My Lords, I am sure that the noble Lord the Chairman of Committees wishes that he were here to respond on the question of the House of Lords policy not to serve British bacon for breakfast. My understanding is that it is down to the deadly combination of price and competition between the Lords restaurant and the Commons Strangers’ café for custom in the morning. My noble friend’s general point is that, since the new initiative, there has been an improvement. At the moment, we are on a level playing field with regard to resources, but the unit in my department receives huge support from procurement officers across government and the public sector and in the regional offices of government.

My Lords, speaking at the Oxford Farming Conference a month ago, the Secretary of State, Mr Benn, proudly announced that Defra was using 100 per cent British pork, but there was no mention of bacon or ham. What percentage of these meats does Defra use and how can any government department justify buying meat from sources with lesser welfare standards than our own?

My Lords, the figure that I have for British bacon used by Defra is 75 per cent. The department has undoubtedly improved its performance. The noble Lord is absolutely right to point out that the welfare standards for British pigs are very high. There has been concern that there is a disadvantage because of the standards in the rest of Europe, and that is a point well made. The EU directive which comes into place in 2013 will level that up to an extent, but it is important to emphasise the very high welfare standards for British pigs.

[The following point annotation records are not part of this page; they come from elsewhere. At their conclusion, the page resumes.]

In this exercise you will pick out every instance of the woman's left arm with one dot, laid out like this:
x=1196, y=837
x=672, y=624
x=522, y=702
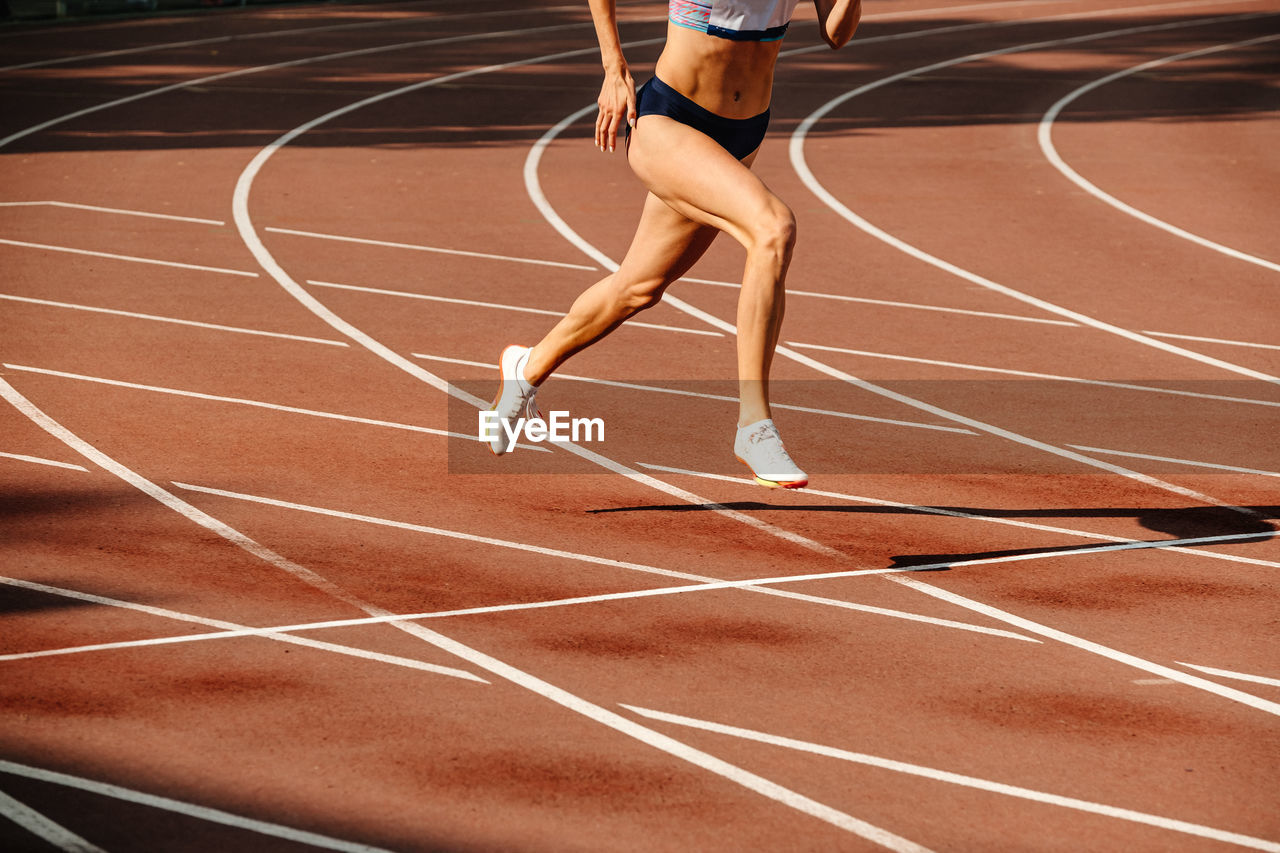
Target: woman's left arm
x=839, y=19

My Lords, the directive will in any event be inadequate, but will the Minister acknowledge that 2013 is too long to wait for harmonisation of animal welfare standards throughout the EU’s so-called single market? What steps are the Government taking to press for more rapid movement in that direction? According to NFU figures in recent years, our production costs for pig meat are some 20 per cent higher and, although there has been some adjustment as a result of accountancy changes, the situation is still disproportionate. Denmark, France, Germany, Ireland, the Netherlands and Spain are all much cheaper because their standards are lower. Does the Minister acknowledge that consumers and producers have a common interest in higher standards and therefore in buying British pork and other pig meat?

My Lords, it is clear that British consumers appreciate the high quality of the pork and bacon from British pigs. However, I was rather surprised by the tenor of the noble Lord’s question concerning Europe, coming as he does from the Liberal Democrat Benches. He will know that we would have much preferred the new provisions to come into being long before 2013, but he will also know that negotiations in Europe on the matter were very difficult. Of course, we will continue to press for the highest welfare standards in Europe and for a level playing field between the rest of Europe and the UK.